Modern ASR systems compose the acoustic model, pronunciation lexicon, and language model into a single weighted finite-state transducer (WFST). This elegant framework, developed by Mohri, Pereira, and Riley, enables efficient search through determinization, minimization, and weight pushing operations. The WFST approach unifies the search problem and allows optimizations that would be impossible if the components were treated separately, forming the backbone of production ASR systems like Kaldi.
The decoding process explores a vast hypothesis space efficiently using beam search, pruning unlikely hypotheses at each frame. Lattice generation preserves multiple competing hypotheses for downstream reranking or confidence estimation. Word error rate (WER), computed as the edit distance between the hypothesis and reference transcript normalized by reference length, remains the standard evaluation metric, though slot error rate and semantic accuracy metrics are increasingly used for task-oriented applications.

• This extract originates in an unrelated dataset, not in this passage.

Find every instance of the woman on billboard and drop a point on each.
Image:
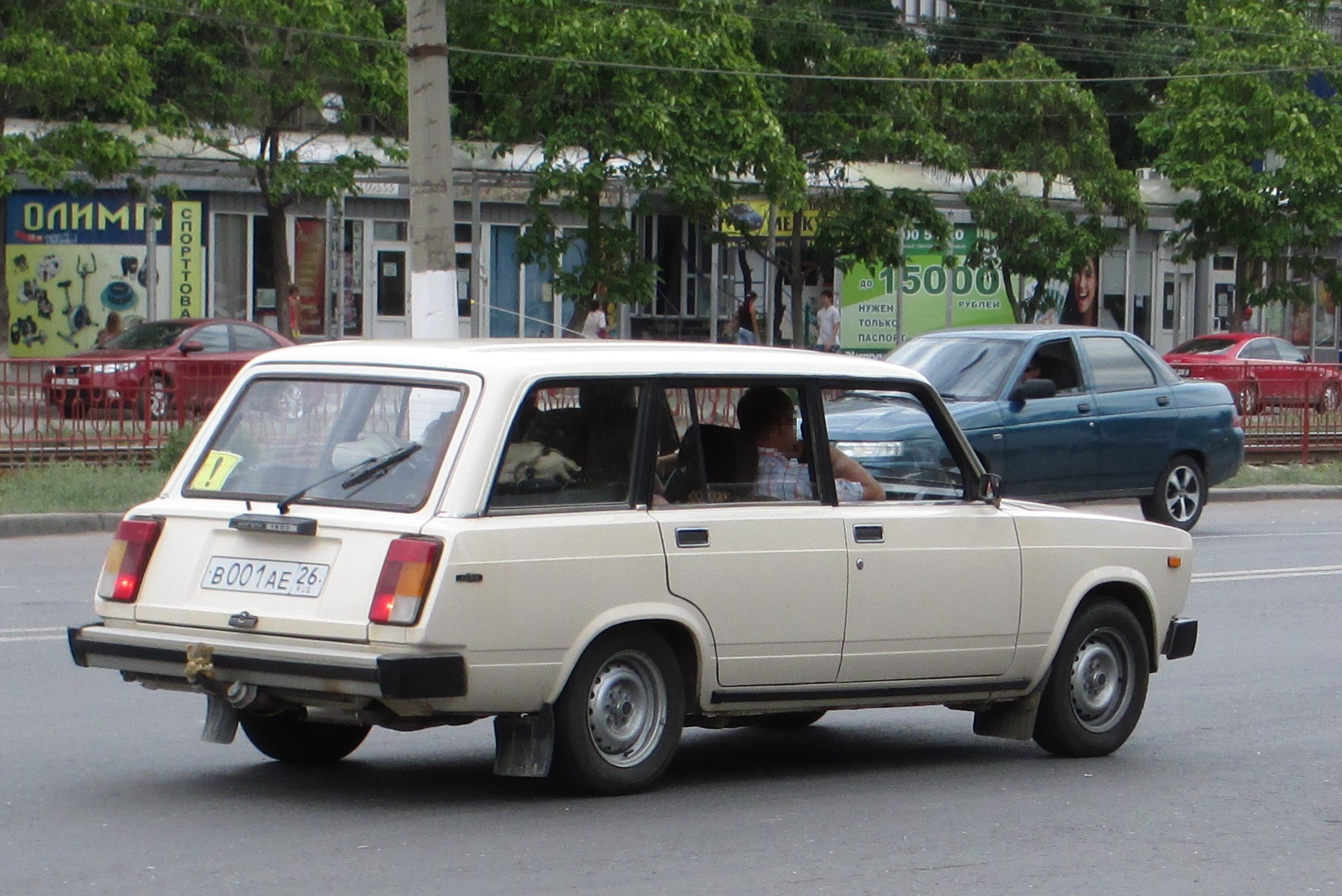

ASR has advanced from isolated word recognition systems of the 1970s to today's systems that approach human parity on clean conversational speech. The transition from GMM-HMM to DNN-HMM hybrids, and subsequently to end-to-end models, represents a fundamental shift in how the field approaches the speech recognition problem, trading explicit modularity for the power of learned representations.